The Cabinet of Curiosities (Pendergast #3)

Nora took a breath. “What did Leng look like?”


Clara McFadden did not answer immediately. “I’ll never forget him,” she said at last. “Have you read Poe’s ‘Fall of the House of Usher’? There’s a description in the story that, when I came upon it, struck me terribly. It seemed to describe Leng precisely. It’s stayed with me to this day, I can still quote the odd line of it from memory: ‘a cadaverousness of complexion; an eye large, liquid, and very luminous… finely molded chin, speaking, in its want of prominence, of a want of moral energy.’ Leng had blond hair, blue eyes, an aquiline nose. Old-fashioned black coat, formally dressed.”

“That’s a very vivid description.”

“Leng was the kind of person who stayed with you long after he was gone. And yet, you know, it was his voice I remember most. It was low, resonant, strongly accented, with the peculiar quality of sounding like two people speaking in unison.”

The gloom that filled the parlor seemed inexplicably to deepen. Nora swallowed. She had already asked all the questions she had planned to. “Thank you very much for your time, Ms. McFadden,” she said as she rose.

“Why do you bring all this up now?” the old lady asked abruptly.

Nora realized that she must not have seen the newspaper article or heard anything about the recent copycat killings of the Surgeon. She wondered just what she should say. She looked about the room, dark, frozen in shadowy Victorian clutter. She did not want to be the one to upset this woman’s world.

“I’m researching the early cabinets of curiosities.”

The old lady transfixed her with a glittering eye. “An interesting subject, child. And perhaps a dangerous one.”





ELEVEN




SPECIAL AGENT PENDERGAST LAY IN THE HOSPITAL BED, MOTIONLESS SAVE for his pale eyes. He watched Nora Kelly leave the room and close the door. He glanced over at the wall clock: nine P.M. precisely. A good time to begin.

He thought back over each word Nora had uttered during her visit, looking for any trivial fact or passing reference that he might have overlooked on first hearing. But there was nothing more.

Her visit to Peekskill had confirmed his darkest suspicions: Pendergast had long believed Leng killed Shottum and burned the cabinet. And he felt sure that McFadden’s disappearance was also at the hands of Leng. No doubt Shottum had challenged Leng shortly after placing his letter in the elephant’s-foot box. Leng had murdered him, and covered it up with the fire.

Yet the most pressing questions remained. Why had Leng chosen the cabinet as his base of operations? Why did he begin volunteering his services at the houses of industry a year before killing Shottum? And where did he relocate his laboratory after the cabinet burned?

In Pendergast’s experience, serial killers were messy: they were incautious, they left clues. But Leng was, of course, very different. He was not, strictly speaking, a serial killer. He had been remarkably clever. Leng had left a kind of negative imprint wherever he went; the man seemed defined by how little was known about him. There was more to be learned, but it was deeply hidden in the masses of information strewn about his hospital room. There was only one way to coax this information out. Research alone would not suffice.
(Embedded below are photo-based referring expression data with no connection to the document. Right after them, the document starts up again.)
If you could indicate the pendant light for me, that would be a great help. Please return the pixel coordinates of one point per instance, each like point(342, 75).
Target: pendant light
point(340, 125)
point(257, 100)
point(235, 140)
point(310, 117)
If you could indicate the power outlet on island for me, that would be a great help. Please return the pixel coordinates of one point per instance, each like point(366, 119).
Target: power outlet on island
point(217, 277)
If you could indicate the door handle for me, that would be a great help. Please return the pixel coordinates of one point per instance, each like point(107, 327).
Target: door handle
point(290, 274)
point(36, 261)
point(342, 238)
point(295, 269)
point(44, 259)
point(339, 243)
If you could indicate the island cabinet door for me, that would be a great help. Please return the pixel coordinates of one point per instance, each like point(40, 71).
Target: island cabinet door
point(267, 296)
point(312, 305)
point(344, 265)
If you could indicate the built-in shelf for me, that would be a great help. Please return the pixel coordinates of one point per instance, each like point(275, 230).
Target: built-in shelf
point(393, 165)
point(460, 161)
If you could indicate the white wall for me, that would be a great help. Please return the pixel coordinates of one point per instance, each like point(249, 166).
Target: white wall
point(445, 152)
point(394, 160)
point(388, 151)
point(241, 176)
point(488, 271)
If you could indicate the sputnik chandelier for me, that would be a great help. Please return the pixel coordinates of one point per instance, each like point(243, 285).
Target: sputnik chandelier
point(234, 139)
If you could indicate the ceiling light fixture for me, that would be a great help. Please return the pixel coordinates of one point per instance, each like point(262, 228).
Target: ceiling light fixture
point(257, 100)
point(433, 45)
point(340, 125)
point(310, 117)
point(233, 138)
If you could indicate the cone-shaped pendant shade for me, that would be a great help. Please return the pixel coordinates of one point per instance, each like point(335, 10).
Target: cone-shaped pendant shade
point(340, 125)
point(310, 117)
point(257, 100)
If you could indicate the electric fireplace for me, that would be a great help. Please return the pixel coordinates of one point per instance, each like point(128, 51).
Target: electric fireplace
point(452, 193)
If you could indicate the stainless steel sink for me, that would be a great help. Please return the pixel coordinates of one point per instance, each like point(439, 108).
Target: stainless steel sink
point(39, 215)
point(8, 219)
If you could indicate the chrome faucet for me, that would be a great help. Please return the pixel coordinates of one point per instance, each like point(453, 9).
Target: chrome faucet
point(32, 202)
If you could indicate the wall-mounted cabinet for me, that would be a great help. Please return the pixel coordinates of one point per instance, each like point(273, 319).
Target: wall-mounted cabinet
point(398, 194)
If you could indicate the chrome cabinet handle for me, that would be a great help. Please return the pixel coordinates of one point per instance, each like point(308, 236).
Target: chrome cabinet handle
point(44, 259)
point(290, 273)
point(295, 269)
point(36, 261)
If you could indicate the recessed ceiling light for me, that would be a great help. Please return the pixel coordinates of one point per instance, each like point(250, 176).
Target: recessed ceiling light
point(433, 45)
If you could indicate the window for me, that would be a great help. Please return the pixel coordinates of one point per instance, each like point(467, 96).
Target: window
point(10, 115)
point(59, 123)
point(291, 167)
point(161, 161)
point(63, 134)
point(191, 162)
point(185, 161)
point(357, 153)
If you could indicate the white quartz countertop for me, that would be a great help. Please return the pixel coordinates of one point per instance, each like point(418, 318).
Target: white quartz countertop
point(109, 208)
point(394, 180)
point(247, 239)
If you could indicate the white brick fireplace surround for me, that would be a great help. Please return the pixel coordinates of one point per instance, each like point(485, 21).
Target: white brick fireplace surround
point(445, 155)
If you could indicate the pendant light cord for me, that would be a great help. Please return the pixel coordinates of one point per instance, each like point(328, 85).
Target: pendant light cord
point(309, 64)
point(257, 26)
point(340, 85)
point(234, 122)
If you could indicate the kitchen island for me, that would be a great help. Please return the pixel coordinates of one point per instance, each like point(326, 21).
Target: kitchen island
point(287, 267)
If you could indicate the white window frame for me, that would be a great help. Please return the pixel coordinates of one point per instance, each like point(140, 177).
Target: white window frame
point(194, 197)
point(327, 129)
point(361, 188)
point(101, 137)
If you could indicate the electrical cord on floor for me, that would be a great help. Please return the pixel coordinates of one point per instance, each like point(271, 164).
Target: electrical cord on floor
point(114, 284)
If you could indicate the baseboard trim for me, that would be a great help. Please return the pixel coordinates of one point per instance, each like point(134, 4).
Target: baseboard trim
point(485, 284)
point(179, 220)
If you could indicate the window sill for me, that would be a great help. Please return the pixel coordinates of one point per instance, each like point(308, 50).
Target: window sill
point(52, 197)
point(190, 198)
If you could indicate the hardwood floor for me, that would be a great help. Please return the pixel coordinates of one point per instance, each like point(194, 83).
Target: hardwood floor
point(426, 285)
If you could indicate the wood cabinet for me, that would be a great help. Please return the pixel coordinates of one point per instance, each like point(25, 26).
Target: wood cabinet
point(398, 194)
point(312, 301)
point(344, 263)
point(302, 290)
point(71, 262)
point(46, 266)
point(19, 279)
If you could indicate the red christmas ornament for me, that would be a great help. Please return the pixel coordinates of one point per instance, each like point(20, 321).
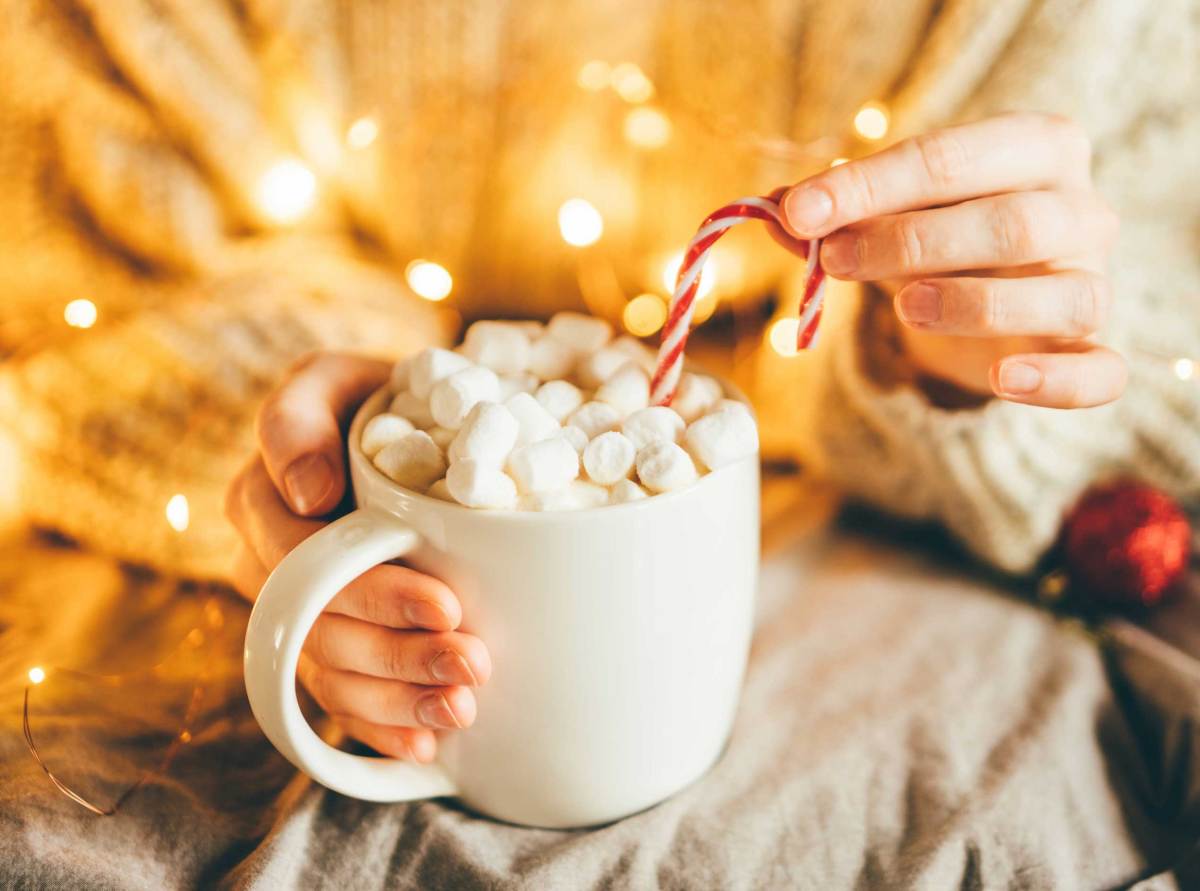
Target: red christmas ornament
point(1127, 544)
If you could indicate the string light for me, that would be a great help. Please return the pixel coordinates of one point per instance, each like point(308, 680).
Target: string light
point(287, 191)
point(647, 127)
point(631, 84)
point(645, 315)
point(178, 515)
point(707, 276)
point(361, 133)
point(783, 334)
point(594, 76)
point(871, 121)
point(81, 314)
point(429, 280)
point(580, 223)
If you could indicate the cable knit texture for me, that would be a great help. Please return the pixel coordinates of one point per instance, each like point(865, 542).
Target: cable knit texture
point(133, 136)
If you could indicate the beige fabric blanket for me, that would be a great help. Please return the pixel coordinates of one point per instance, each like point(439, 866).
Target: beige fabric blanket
point(904, 724)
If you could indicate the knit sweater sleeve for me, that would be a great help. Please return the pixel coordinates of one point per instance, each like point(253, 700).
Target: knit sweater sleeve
point(1000, 476)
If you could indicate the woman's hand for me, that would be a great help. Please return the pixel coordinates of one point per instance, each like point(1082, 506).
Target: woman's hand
point(994, 243)
point(384, 658)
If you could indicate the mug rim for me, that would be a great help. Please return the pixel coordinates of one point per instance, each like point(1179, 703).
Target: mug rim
point(383, 395)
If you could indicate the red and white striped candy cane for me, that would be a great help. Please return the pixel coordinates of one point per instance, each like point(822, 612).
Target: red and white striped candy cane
point(683, 300)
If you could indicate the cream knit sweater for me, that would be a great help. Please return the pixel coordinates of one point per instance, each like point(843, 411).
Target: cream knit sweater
point(133, 136)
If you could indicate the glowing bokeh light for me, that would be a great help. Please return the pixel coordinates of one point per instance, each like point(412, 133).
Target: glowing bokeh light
point(287, 191)
point(647, 127)
point(429, 280)
point(178, 514)
point(361, 133)
point(580, 223)
point(871, 121)
point(645, 315)
point(81, 314)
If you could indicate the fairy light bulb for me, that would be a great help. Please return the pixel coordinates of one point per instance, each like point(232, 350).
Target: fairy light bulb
point(631, 84)
point(429, 280)
point(178, 514)
point(361, 133)
point(871, 121)
point(81, 314)
point(580, 223)
point(707, 275)
point(783, 335)
point(647, 127)
point(287, 191)
point(594, 76)
point(645, 315)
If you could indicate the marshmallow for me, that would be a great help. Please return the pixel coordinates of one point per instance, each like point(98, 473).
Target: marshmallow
point(637, 351)
point(583, 334)
point(663, 466)
point(594, 418)
point(628, 390)
point(593, 370)
point(653, 424)
point(723, 437)
point(575, 436)
point(544, 466)
point(576, 495)
point(501, 346)
point(480, 485)
point(414, 461)
point(535, 423)
point(624, 491)
point(454, 396)
point(442, 436)
point(511, 384)
point(551, 359)
point(382, 430)
point(399, 380)
point(487, 435)
point(695, 395)
point(559, 398)
point(431, 365)
point(609, 458)
point(412, 408)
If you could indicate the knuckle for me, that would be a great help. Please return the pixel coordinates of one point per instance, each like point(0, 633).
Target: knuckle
point(943, 157)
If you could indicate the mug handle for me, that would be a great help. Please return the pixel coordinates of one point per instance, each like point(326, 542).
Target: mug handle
point(293, 597)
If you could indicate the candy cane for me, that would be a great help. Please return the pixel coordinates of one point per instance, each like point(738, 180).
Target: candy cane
point(683, 300)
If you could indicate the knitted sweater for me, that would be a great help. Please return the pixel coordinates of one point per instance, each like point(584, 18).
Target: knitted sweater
point(135, 137)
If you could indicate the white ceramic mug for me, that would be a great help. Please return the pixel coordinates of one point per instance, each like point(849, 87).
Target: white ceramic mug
point(618, 639)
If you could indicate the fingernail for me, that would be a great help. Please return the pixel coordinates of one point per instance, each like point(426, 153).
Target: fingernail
point(433, 711)
point(426, 615)
point(839, 255)
point(449, 667)
point(921, 304)
point(309, 482)
point(808, 208)
point(1017, 378)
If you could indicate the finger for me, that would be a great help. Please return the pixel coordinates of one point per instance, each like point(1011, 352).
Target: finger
point(1072, 304)
point(418, 657)
point(300, 428)
point(1002, 231)
point(1090, 377)
point(407, 742)
point(388, 595)
point(393, 703)
point(1009, 153)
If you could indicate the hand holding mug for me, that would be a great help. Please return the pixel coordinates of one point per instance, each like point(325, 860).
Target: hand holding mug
point(385, 658)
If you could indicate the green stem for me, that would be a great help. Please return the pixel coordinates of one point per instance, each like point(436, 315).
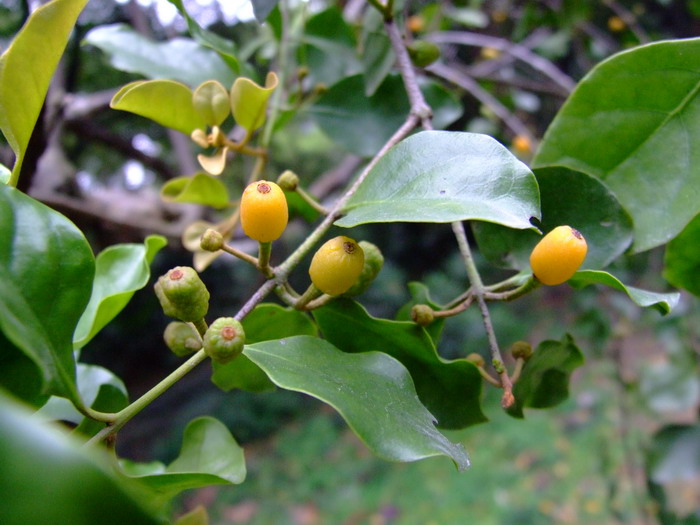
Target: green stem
point(122, 417)
point(310, 294)
point(308, 199)
point(241, 255)
point(511, 295)
point(478, 292)
point(264, 253)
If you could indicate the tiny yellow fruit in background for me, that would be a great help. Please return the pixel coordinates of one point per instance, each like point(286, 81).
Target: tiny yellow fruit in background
point(264, 211)
point(558, 255)
point(522, 144)
point(616, 24)
point(336, 265)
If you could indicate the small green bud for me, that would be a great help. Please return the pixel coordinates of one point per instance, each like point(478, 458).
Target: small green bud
point(224, 340)
point(521, 350)
point(477, 359)
point(423, 53)
point(288, 180)
point(212, 240)
point(181, 338)
point(374, 261)
point(182, 294)
point(422, 314)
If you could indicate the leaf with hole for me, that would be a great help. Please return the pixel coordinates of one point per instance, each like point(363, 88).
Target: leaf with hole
point(566, 197)
point(443, 176)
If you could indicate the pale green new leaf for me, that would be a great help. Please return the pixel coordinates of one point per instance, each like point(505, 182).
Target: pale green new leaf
point(180, 59)
point(120, 270)
point(26, 68)
point(166, 102)
point(249, 101)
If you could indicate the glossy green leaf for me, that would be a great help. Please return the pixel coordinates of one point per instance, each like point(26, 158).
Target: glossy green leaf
point(224, 47)
point(120, 270)
point(180, 59)
point(442, 176)
point(544, 381)
point(567, 197)
point(663, 302)
point(372, 391)
point(263, 8)
point(52, 479)
point(200, 189)
point(210, 100)
point(682, 259)
point(249, 101)
point(19, 375)
point(329, 50)
point(89, 379)
point(362, 124)
point(209, 456)
point(632, 122)
point(266, 322)
point(197, 516)
point(673, 463)
point(46, 271)
point(166, 102)
point(5, 174)
point(451, 390)
point(26, 68)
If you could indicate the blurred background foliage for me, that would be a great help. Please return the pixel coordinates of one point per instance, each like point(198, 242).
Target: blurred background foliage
point(622, 449)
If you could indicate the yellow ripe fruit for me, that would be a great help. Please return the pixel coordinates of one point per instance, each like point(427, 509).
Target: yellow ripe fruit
point(264, 211)
point(336, 265)
point(558, 255)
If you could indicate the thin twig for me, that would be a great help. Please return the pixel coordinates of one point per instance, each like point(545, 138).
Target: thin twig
point(478, 292)
point(522, 53)
point(472, 86)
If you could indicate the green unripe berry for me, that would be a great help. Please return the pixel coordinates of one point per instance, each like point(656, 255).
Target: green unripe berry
point(422, 314)
point(423, 53)
point(224, 340)
point(521, 350)
point(288, 180)
point(374, 261)
point(181, 338)
point(212, 240)
point(336, 265)
point(476, 359)
point(182, 294)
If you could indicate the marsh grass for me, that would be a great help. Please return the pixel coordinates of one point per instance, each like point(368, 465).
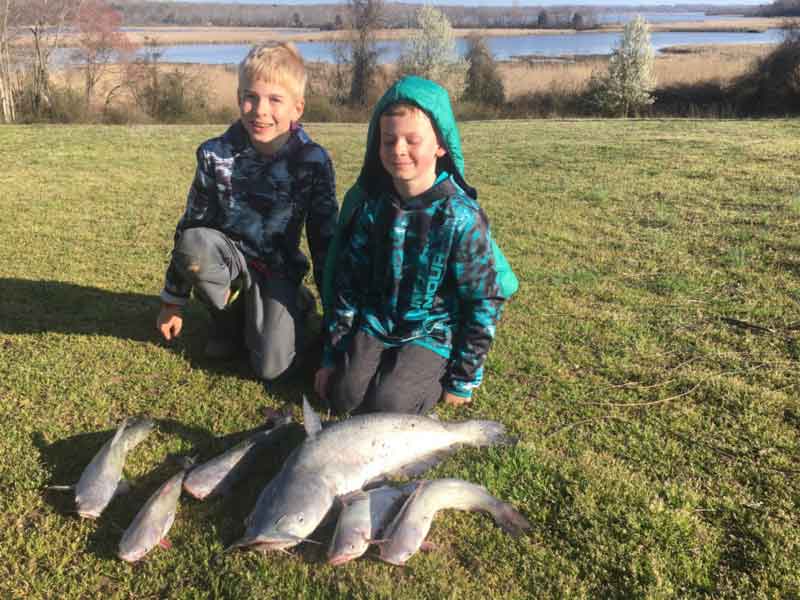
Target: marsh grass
point(689, 79)
point(648, 365)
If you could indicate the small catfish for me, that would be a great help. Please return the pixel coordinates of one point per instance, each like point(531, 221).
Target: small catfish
point(362, 519)
point(406, 534)
point(217, 475)
point(102, 479)
point(152, 523)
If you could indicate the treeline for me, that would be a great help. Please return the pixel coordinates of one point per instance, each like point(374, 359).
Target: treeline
point(781, 8)
point(334, 16)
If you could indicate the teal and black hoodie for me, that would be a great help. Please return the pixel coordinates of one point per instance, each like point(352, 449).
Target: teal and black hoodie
point(421, 270)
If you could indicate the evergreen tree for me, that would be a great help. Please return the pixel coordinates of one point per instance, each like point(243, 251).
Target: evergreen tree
point(430, 51)
point(627, 87)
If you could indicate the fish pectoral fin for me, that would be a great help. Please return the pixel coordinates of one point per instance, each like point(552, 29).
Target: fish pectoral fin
point(428, 546)
point(123, 487)
point(351, 496)
point(311, 420)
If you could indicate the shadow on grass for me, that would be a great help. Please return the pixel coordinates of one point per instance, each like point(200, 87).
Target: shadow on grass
point(29, 307)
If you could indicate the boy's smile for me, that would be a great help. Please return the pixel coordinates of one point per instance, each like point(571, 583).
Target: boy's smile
point(408, 151)
point(267, 112)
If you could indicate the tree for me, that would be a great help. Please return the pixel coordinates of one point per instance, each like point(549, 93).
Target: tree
point(8, 87)
point(366, 17)
point(483, 79)
point(99, 40)
point(543, 19)
point(430, 51)
point(627, 87)
point(46, 20)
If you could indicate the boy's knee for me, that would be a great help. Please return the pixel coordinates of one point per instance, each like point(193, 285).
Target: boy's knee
point(345, 393)
point(396, 400)
point(270, 366)
point(196, 243)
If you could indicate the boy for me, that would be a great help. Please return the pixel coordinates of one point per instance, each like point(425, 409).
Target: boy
point(238, 242)
point(419, 284)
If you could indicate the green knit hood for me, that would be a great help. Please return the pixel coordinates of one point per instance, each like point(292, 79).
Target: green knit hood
point(434, 101)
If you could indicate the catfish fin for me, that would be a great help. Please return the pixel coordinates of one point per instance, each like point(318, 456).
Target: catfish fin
point(311, 420)
point(351, 496)
point(427, 546)
point(418, 467)
point(123, 487)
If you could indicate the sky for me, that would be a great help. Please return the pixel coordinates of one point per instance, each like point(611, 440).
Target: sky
point(615, 3)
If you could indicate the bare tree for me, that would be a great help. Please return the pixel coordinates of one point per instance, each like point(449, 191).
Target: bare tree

And then there was the growing problem of his increasing lack of objectivity regarding this case, his growing emotional involvement. If he did not bring himself sharply under control, if he did not reassert his habitual discipline, he would fail. And he could not fail.

It was time to make his journey.

Pendergast’s gaze shifted to the massings of books, maps, and old periodicals that filled half a dozen surgical carts in his room. His eyes moved from surface to tottering surface. The single most important piece of paper lay on his bedside table: the plans for Shottum’s Cabinet. One last time, he picked it up and gazed at it, memorizing every detail. The seconds ticked on. He laid down the yellowing plat.

It was time. But first, something had to be done about the intolerable landscape of noise that surrounded him.